The Way Back review
Director Peter Weir's first film since Master & Commander boasts a walk to make the Lord Of The Rings films sweat. Here's our review of The Way Back...
Award-winning Australian filmmaker – and multiple Oscar nominee – Peter Weir should need no introduction, but he’s made a good go of avoiding the limelight, despite an impressive career. His prolific run of thrillers and dramas in the 1980s and 1990s gave the world the likes of Witness, Green Card and Dead Poet’s Society, but he’s become quite selective in the last 17 years, only releasing two films between the 1993 Jeff Bridges vehicle, Fearless, and his latest film, The Way Back.
Those two flicks, by the way, were The Truman Show and Master and Commander: The Far Side of the World, a pair that displayed the man’s diverse talents, and his wide appeal, not to mention his knack of drawing superb performances out of his leading men. As a follow-up, The Way Back has a lot to prove, and despite ticking many stylistic boxes – being a period-set exploration of the human condition on an epic scale – it isn’t quite the masterpiece you’d hope for from a seasoned cinematic veteran.
The film initially develops from a familiar World War 2 setting, with Polish citizen Janusz (Jim Sturgess) being sent to a Siberian gulag after his wife is tortured into naming him a dissident. There, he wanders through archetypal prison drama scenes, hinting at the uneasy relationship between various factions – political prisoners, gangsters and foreigners – and establishing a number of characters that will make up our tidy ensemble for the ensuing 133 minutes.
We know who these characters are, because the roles are filled by the likes of Ed Harris and Colin Farrell, who are giving their all in the hope for awards glory. Their tactics differ. Harris broods with stripped-down intensity as the withdrawn, paranoid American Mr Smith, while Farrell aims for the back row with his obscenely over the top take on the tattooed bruiser Volka, wrapping his snarl around Russian-accented vowels and juggling a crude blade like a circus performer.
This being The Way Back, it’s only a matter of time before our heroes scarper into the endless white, in search of freedom.
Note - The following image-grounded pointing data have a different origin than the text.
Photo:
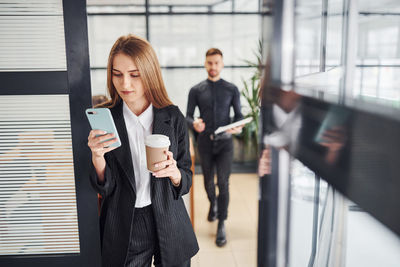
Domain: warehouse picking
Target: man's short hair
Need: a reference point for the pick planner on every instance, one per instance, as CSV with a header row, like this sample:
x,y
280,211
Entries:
x,y
213,51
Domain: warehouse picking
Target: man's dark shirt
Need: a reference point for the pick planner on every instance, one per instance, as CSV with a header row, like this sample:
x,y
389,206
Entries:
x,y
214,100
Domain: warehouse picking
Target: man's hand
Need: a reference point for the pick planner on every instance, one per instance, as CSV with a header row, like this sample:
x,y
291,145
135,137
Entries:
x,y
235,130
199,125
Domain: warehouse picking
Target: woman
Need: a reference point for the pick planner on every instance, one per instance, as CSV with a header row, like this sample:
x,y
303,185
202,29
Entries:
x,y
142,214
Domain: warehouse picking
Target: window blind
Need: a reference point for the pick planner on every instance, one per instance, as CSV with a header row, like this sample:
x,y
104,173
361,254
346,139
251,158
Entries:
x,y
37,190
32,35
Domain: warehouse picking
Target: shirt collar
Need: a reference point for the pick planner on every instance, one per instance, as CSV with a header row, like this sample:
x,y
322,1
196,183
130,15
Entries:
x,y
145,119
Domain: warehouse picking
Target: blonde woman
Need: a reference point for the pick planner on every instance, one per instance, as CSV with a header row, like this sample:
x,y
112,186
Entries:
x,y
143,217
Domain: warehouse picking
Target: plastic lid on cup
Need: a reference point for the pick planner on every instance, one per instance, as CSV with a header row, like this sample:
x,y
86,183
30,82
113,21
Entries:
x,y
157,140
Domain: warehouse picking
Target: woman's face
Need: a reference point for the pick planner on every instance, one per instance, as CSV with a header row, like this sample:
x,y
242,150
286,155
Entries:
x,y
127,81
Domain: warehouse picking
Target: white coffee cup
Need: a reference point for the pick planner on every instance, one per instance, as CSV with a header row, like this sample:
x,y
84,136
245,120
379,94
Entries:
x,y
156,145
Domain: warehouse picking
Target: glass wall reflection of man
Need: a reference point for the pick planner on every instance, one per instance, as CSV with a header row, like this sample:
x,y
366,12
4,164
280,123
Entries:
x,y
214,97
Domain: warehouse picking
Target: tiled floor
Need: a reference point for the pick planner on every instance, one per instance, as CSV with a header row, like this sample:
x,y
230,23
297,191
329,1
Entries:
x,y
241,226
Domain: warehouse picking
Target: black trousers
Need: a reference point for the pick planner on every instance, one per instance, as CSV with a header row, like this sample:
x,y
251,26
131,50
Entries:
x,y
144,241
216,154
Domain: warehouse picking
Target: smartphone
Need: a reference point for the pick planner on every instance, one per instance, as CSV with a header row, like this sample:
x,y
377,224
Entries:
x,y
101,119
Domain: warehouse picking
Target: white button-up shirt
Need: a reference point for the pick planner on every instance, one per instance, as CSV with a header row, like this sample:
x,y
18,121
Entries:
x,y
138,127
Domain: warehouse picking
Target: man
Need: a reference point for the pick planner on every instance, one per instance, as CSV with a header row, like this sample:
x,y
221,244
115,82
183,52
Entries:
x,y
214,97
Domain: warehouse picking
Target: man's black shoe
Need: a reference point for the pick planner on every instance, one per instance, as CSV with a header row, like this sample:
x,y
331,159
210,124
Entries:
x,y
212,213
221,234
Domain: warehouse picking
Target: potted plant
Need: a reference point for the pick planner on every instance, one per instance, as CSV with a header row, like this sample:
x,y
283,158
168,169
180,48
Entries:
x,y
251,89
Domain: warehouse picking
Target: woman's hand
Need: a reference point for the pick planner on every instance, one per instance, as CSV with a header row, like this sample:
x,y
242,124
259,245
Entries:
x,y
97,144
99,148
169,169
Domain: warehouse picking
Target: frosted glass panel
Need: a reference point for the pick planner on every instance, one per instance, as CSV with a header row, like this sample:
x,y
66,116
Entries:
x,y
32,36
38,212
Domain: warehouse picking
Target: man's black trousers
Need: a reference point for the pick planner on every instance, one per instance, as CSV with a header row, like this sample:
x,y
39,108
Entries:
x,y
216,155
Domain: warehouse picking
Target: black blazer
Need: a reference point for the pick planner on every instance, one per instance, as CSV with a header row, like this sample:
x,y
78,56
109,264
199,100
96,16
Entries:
x,y
175,232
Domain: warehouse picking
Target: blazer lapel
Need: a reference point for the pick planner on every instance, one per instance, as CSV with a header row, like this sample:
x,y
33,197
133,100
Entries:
x,y
123,153
161,125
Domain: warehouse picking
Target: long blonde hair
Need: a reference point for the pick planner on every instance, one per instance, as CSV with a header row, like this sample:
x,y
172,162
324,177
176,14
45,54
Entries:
x,y
145,59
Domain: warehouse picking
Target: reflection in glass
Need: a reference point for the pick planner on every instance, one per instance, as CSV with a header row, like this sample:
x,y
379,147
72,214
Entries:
x,y
183,40
378,60
308,37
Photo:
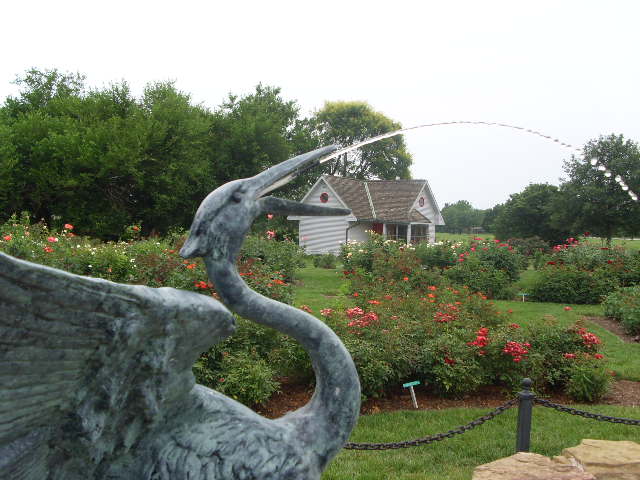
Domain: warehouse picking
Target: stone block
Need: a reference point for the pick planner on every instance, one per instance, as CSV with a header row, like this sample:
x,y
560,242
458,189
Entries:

That moment hits a little earlier than expected, following a very concise summation of all the things better expressed in One Day In The Life of Ivan Denisovich, such as toe-numbing cold, back-breaking labour and soul-crushing futility. The crash-bang-whallop of their escape is only the beginning, though, as where does one go to out-run the Soviets and their allies? Well, India is the safest bet. How far away is that, then? Probably best not to ask…
If the Lord of The Rings trilogy is three films of people walking, The Way Back is its super-serious stylistic twin. It is effectively 4000 miles of plodding drama, as the characters progress from snowy tundra to frosty forests, to breathless swamp, to vast, silky desert, finally ending up at the Himalayas two hours later. Along the way, they brave the elements, slowly starve, learn a little about each other and themselves, and in the process catch a glimpse at some profound truth about humanity.
Those aspects are somewhere in the film, anyway. They’re probably buried underneath the admittedly breathtaking cinematography, which never gives up a chance to present us with a sumptuous wide shot of the overwhelming power of nature itself. It would be no surprise that this was partly inspired by the film’s co-production origins, with National Geographic stumping up some of the budget. They should be happy, because the natural world has rarely looked as stunning (or terrifying) as it does here, and they now have plenty of stock footage for future docudramas.
In comparison, the characters are on treadmills, being dragged through the landscape from setpiece to setpiece by a series of chatty chamber-piece scenes and slick montage sequences (of walking, mostly). Between this, the often atrocious accents, and the actors’ slow withering towards gaunt, blistered emaciation, there’s little room for them to fill out the roles. Likewise, character development itself is shoe-horned into the plot, with little reveals and resolutions coming very easily, heralded by either a sermon or a death. The hazards lie elsewhere, as an prison guard character so openly explains in an early scene: ‘nature is your jailer, and she is without mercy’.
Such a confusion of scope and themes undoes The Way Back’s bid for emotional resonance, or even fundamentally satisfying storytelling. It is only in the film’s final scenes that the implied destination of the title becomes a problem, resulting in an awkward bid for a wider, historical conclusion, that nods towards Poland’s own struggle to remove itself from behind the Iron Curtain, swapping out the characters in favour of Cold War-spanning, archive news footage-cribbing montage. It seems a little jarring, but only seeks to highlight that, all along, the crux of the film lay in the journey.
Although, at 4000 miles covered, The Way Back is a good sight longer than a Wainwright walk, and it’s certainly more exhausting.